Ein Kolloquium dient dazu, Ihre Vorbereitung auf das vor Ihnen liegende Praktikum zu kontrollieren. Dazu müssen grundlegende Kenntnisse zum Aufbau einer Maschine vorhanden sein. Die Grundgesetze der Elektrotechnik, z.B. das Induktions- und das Durchflutungsgesetz, sollten Ihnen nach dem Grundstudium bekannt sein. Wenn Sie über den Wirkungsgrad reden möchten, sollten Sie erst die Verluste und deren Einflüsse kennen. Die Beantwortung der Kontrollfragen setzt die Kenntnis der abgefragten Zusammenhänge voraus.
  • Man überlege sich die Schritte zum analytischen Nachweis der Entstehung eines Drehfeldes durch eine drehstromgespeiste, dreisträngige Wicklung.
    = Aufbau, Induktionsgesetz, Durchflutungsgesetz, Verständnis von Strom, Spannung, magnetischem Fluss und Durchflutung
  • Wie entsteht in einem Kurzschlussläufermotor die magnetische Durchflutung im Rotor? Stellen Sie qualitativ die Richtung und den Betrag (mittels Amplitudenzeiger) der Durchflutungsgrundwelle während des Anlaufs dar. Wie ist der Schlupf definiert und wie lässt sich mit seiner Hilfe die Beziehung zwischen Läuferdrehzahl und Drehfelddrehzahl ausdrücken?
    = Induktionsgesetz, Durchflutungsgesetz, Stromverdrängung, Zeigerbild
  • Man erläutere den Mechanismus des Leerhochlaufs und der Lastübernahme eines Asynchronmotors bei Betrieb am starren Netz auf der Basis einer ersten Näherung der Beschreibung, d.h. für R_1=0, X_1σ=0, X_2σ=0
    = "Was passiert im Stillstand der Maschine bei anliegender Spannung", Induktionsgesetz, Durchflutungsgesetz, Verständnis von Streuung
  • Man entwickle das Kreisdiagramm ausgehend von dem genäherten Ersatzschaltbild.
    = Ersatzschaltbild, Zeigerbild, Verständnis von Leerlauf, Anlauf und Kurzschluss
  • Auf der gleichen Grundlage [genähertes Ersatzschaltbild] ist die Kloss'sche Beziehung abzuleiten und es sind Ausdrücke bei M_kipp und s_kipp zu gewinnen.
    = Ersatzschaltbild, Drehzahl-Drehmoment- oder Schlupf-Drehmoment-Kennlinie
  • Welchen Einfluss hat die Stromverdrängung in den Stäben des Kurzschlusskäfigs auf die Drehzahl-Drehmoment-Kennlinie und das Kreisdiagramm?
    = Aufbau, Durchflutungsgesetz, Verständnis von Streuung, Drehzahl-Drehmoment- oder Schlupf-Drehmoment-Kennlinie
  • Aus welcher Überlegung ergibt sich die Steuerbedingung für die Spannung bei Drehzahlstellung über die Frequenz?
    = Induktionsgesetz, Drehzahl-Drehmoment- oder Schlupf-Drehmoment-Kennlinie
Gut ist, dass Sie die Vorbereitung auf das Praktikum zum Anlass nehmen, sich mit Zusatzliteratur auseinanderzusetzen.
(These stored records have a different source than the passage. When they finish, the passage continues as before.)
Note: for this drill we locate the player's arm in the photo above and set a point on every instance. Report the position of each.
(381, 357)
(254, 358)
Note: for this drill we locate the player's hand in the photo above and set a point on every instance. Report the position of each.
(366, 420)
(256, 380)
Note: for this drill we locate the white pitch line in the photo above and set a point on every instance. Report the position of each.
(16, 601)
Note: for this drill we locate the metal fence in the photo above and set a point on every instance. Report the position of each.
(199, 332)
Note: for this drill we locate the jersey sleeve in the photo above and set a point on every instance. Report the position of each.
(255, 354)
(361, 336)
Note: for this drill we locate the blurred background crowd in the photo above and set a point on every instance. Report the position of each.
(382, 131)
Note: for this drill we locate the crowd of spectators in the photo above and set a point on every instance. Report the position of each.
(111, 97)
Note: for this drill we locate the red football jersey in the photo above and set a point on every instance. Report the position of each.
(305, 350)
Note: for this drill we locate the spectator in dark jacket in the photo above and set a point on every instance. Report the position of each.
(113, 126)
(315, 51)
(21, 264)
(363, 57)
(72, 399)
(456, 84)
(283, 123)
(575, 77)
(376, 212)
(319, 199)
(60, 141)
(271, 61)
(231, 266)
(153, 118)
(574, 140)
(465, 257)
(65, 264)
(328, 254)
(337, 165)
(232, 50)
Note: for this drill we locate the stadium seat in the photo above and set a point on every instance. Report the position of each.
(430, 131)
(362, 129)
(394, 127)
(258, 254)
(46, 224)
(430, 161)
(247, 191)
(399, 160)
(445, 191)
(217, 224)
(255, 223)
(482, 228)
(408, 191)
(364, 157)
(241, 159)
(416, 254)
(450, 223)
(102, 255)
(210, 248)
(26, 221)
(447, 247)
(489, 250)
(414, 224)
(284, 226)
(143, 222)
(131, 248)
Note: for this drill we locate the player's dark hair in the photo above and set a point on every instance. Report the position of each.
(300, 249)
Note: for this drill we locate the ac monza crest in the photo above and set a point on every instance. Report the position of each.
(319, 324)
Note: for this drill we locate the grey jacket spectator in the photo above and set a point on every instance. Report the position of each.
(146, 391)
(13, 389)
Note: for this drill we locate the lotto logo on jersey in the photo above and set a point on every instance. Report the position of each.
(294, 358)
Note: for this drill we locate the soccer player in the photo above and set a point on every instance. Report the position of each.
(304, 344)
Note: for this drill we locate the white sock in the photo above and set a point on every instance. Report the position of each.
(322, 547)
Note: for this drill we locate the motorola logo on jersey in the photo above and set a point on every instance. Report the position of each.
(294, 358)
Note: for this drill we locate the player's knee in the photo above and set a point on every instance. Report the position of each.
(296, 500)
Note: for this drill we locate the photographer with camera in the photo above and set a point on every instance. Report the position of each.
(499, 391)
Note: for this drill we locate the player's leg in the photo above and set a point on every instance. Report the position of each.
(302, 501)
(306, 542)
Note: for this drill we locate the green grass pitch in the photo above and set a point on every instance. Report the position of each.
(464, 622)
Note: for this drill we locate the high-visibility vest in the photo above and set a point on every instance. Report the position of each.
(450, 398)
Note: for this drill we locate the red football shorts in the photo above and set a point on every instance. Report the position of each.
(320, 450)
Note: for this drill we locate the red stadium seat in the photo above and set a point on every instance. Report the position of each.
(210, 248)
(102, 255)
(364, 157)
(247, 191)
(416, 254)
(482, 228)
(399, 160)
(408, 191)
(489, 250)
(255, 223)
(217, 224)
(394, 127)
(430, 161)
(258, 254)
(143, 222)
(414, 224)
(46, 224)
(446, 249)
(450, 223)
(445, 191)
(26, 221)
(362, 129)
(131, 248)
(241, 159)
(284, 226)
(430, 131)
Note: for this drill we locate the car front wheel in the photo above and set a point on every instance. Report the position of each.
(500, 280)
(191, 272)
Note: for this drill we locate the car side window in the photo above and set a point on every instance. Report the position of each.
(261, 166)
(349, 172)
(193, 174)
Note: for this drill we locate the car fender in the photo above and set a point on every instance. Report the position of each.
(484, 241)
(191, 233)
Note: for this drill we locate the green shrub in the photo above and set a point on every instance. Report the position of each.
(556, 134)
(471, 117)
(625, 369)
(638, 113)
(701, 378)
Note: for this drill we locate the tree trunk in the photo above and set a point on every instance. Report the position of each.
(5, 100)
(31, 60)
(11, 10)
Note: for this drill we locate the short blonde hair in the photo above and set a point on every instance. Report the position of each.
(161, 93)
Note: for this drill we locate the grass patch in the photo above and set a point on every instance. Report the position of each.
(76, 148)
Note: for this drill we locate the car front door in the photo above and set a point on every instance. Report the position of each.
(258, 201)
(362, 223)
Das dürfen und sollten Sie während des Studiums öfter tun.
Je nachdem, wie sehr sich die Praktikumsgruppe "anstellt", schafft man alle Gebiete oder aber man lässt z.B. das Ersatzschaltbild aus.
Übrigens: wenn Sie sich zur Orientierung an die Kontrollfragen im Kolloquium die Konstruktion der Stromortskurve wünschen, dürfen Sie das meinen Kollegen und mir gerne mitteilen.

Außerdem: konstruktive Kritik und Verbesserungsvorschläge heißen meine Kollegen und ich willkommen. Ich gebe mir Mühe, Sie möglichst objektiv zu bewerten. Ich muss Sie aber auch fordern, sonst sinkt der Maßstab. Fast alle Betreuer haben die Versuche selbst "durchgemacht".
Die Anleitungen sind teilweise in die Jahre gekommen, das wissen wir. Teilweise gibt es schon neue (Trafo) und wir aber auch an neuen Dokumenten (GSM). Demnächst kommt auch ein neues Musterprotokoll. Wenn Sie uns und Ihren Kommilitonen helfen möchten, dürfen Sie sich auch gerne als SHK-Bewerber bei uns melden.